Вопрос был выше понимания парня. Он приподнял с затылка шляпу, почесал за ухом и бессознательно проговорил:
– Так, видно, надо, тетка. Начальство указало… стало, надо.
Из городской заставы показалась процессия. Впереди мерно выступал местный отряд войска, за ним траурные телеги с подсудимыми, и, наконец, шествие замыкалось лицами, официально присутствующими при совершении казни, – священником, служилыми и, наконец, отрядом войска. По сторонам в беспорядке толкались народные толпы.
Было уже светло. Солнце, прятавшееся за густою, темною полосою на востоке, вдруг выглянуло; луч его, мимолетно поиграв на стальных штыках, осветил страдающие лица и побежал дальше осветить другие лица, других страдальцев. Воздух морозный, чистый, безветренный, глухо отдавающий солдатский шаг; свечи живых покойников горят ярко, мерно колыхаясь.
Процессия перешла овраг, поднялась на высокий берег и стала приближаться к эшафоту. Барабаны затрещали дробью, солдаты выстроились по сторонам, и обвиненных подняли на помост. Старый священник, обходя осужденных с последними Христовыми словами любви, особенно долго оставался перед князем Иваном. О чем говорили они, никто, кроме Бога, свидетелем не был, но все видели просветлевшее лицо страдальца и благоговейную любовь старика священника, видели, как старик сам склонился перед ним, государственным преступником и лиходеем, не удерживая слез, падавших на голову мученика. Вот дан и последний прощальный поцелуй примирения, с которым должен явиться новый жилец нового мира.
Присутствующие сняли шапки и оставались с обнаженными головами во все время исполнения приговора. После громкого прочтения резолюции приступили к казни. Князь Иван, казалось, ни на что не обращал внимания, как будто все совершавшееся было делом совершенно посторонним. Бестрепетным взглядом встретил он подходящего к нему палача. Какая-то странная нечеловеческая мягкость и всепрощающая любовь светились из его глаз и разливались по всему лицу. В эти моменты жалок был не он, покончивший с миром, а жалки люди, совершающие такое дело во имя будто бы государственного блага. И вот, как будто желая сделать всех участниками своей славы, он стал молиться, отчетливо и громко выговаривая слова молитвы в то время, когда его привязывали к доске.
– Благодарю тебя, Боже мой… – говорил он, когда палач рубил ему правую руку, – яко сподобил мя еси… – когда рубилась левая нога, – познатитя… – при отнятии левой руки…

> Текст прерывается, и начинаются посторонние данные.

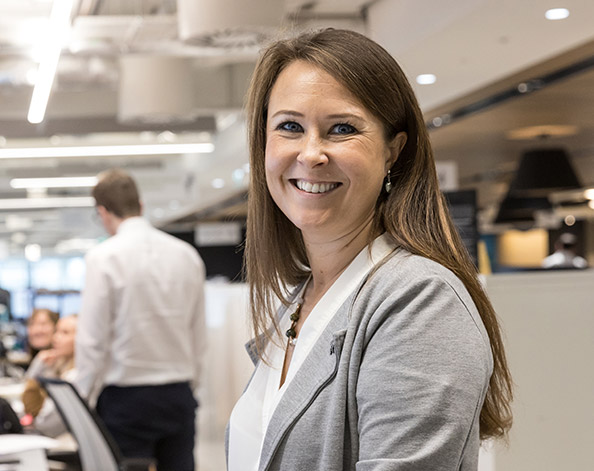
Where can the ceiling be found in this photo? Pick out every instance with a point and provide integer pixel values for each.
(170, 72)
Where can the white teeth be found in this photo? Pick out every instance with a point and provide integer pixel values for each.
(315, 187)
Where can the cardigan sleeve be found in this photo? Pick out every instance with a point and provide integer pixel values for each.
(422, 380)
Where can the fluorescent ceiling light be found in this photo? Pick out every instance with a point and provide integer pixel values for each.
(59, 27)
(97, 151)
(426, 79)
(557, 14)
(60, 182)
(42, 203)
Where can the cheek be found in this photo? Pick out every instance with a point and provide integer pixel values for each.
(274, 164)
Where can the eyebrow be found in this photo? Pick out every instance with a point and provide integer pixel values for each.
(331, 116)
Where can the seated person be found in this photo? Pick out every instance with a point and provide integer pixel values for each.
(565, 255)
(56, 362)
(40, 329)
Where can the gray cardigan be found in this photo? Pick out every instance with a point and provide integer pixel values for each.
(395, 382)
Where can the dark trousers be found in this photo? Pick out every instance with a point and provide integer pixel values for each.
(152, 422)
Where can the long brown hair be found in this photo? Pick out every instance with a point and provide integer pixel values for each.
(414, 213)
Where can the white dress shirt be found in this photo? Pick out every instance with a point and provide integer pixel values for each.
(142, 314)
(251, 415)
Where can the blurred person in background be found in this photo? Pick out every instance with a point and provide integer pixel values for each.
(54, 362)
(141, 331)
(40, 330)
(565, 255)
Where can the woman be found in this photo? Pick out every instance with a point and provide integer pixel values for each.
(392, 357)
(40, 329)
(56, 362)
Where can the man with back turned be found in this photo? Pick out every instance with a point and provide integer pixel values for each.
(141, 330)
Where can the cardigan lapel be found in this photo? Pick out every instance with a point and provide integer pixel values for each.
(315, 373)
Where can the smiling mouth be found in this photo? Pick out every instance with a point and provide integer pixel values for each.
(309, 187)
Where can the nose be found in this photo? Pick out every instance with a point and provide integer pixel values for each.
(313, 152)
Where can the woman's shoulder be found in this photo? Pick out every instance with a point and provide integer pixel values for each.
(405, 268)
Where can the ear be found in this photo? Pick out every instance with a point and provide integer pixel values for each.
(395, 147)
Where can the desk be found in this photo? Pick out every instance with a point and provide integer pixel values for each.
(25, 452)
(12, 390)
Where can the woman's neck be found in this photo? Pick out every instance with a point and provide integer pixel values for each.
(328, 259)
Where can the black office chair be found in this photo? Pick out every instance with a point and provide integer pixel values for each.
(97, 451)
(9, 421)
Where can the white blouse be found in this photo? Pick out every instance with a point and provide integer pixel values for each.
(251, 414)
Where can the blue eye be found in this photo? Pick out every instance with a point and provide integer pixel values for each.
(290, 126)
(343, 128)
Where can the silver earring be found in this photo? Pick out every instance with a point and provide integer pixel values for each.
(388, 184)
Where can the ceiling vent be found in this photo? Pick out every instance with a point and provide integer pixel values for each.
(155, 89)
(541, 172)
(228, 23)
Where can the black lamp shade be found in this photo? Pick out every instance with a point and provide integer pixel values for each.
(542, 171)
(513, 209)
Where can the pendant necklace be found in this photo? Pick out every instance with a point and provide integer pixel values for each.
(291, 333)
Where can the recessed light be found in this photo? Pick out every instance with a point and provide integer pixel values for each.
(57, 182)
(557, 14)
(426, 79)
(218, 183)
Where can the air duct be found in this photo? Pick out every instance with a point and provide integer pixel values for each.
(228, 23)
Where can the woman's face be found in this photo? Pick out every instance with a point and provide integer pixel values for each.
(40, 331)
(326, 154)
(63, 340)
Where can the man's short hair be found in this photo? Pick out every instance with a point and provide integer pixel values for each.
(116, 191)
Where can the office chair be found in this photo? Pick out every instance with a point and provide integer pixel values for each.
(97, 451)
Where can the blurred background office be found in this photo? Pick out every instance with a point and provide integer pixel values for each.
(157, 87)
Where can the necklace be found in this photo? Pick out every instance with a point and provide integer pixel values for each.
(291, 332)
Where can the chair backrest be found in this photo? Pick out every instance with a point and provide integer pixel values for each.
(9, 421)
(96, 448)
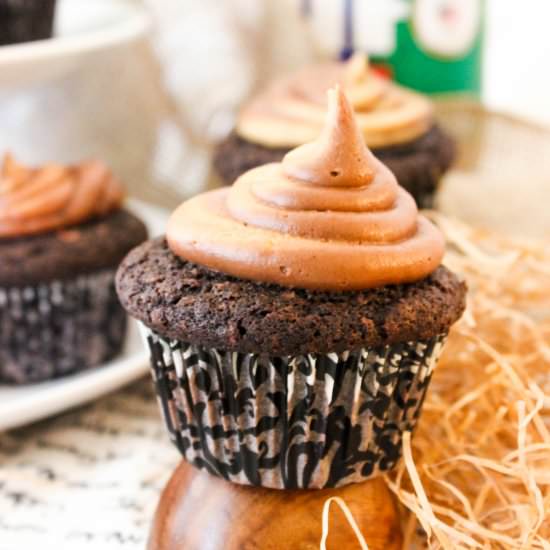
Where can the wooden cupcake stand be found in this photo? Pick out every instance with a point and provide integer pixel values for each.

Это были его последние слова. Князь Иван лишился сознания при отсечении правой ноги, и палач поспешил окончить дело, отрубив ему голову.
Затем очередь была за князем Василием Лукичом. До самой последней минуты князь Василий надеялся, ждал, что вот сейчас, сейчас прочтется бумага от государыни о прощении, но бумаги не было, и голова его скатилась вслед за головою князя Ивана. Наконец зрелище кончилось казнью князей Ивана Григорьевича и Сергея Григорьевича.
Гробовое молчание продолжалось во все время совершения казни; народ оставался точно окаменелый.
Через несколько месяцев двух братьев Ивана, Николая и Александра, перевезли из Вологды в Тобольск, где 28 октября 1740 года состоялось замедлившееся исполнение над ними решения: их обоих наказали кнутом, урезали языки и потом сослали Александра на Камчатку, а Николая в Охотск. Замечательно, что по кончине Анны Иоанновны Бироном было сделано распоряжение об отмене, в поминовение об императрице, наказаний над Николаем и Александром, но это распоряжение получилось в Тобольске, месяц спустя после выполнения решения. Избегли уголовных наказаний только один средний брат – Алексей Алексеевич, сосланный в Камчатскую экспедицию матросом, сестры княжны да знаменитая русская женщина, супруга князя Ивана, Наталья Борисовна с двумя малолетними детьми. Впрочем, тяжкая доля постигла и виновницу общего погрома, «разрушенную государеву невесту». Сосланная в Новгородский Воскресенский Горницкий девичий монастырь, она в продолжение двух лет содержалась там в самом строгом заключении на заднем дворе, подле конюшен и хлевов, в арестантском помещении с узким отверстием вместо окна и под двумя замками. В тюрьму ее никто не входил, кроме настоятельницы и приставницы, носившей пищу. Несмотря, однако же, на такое суровое содержание, надменный характер девушки не сломился. Раз приставница, рассерженная грубостью, замахнулась на нее четками из деревянных бус.
– Уважь свет и во тьме, я – княжна, а ты – холопка, – гордо сказала государева невеста, и смущенная приставница поспешила уйти.
В другой раз она не только не отдала должного почтения, но даже не удостоила ответом какого-то генерала, приезжавшего из Тайной канцелярии в монастырь для осмотра колодниц. За такую грубость необходимо должно было следовать наказание, но, как нового придумать оказалось невозможным, то для обучения смирению заколотили досками единственное отверстие вроде окна.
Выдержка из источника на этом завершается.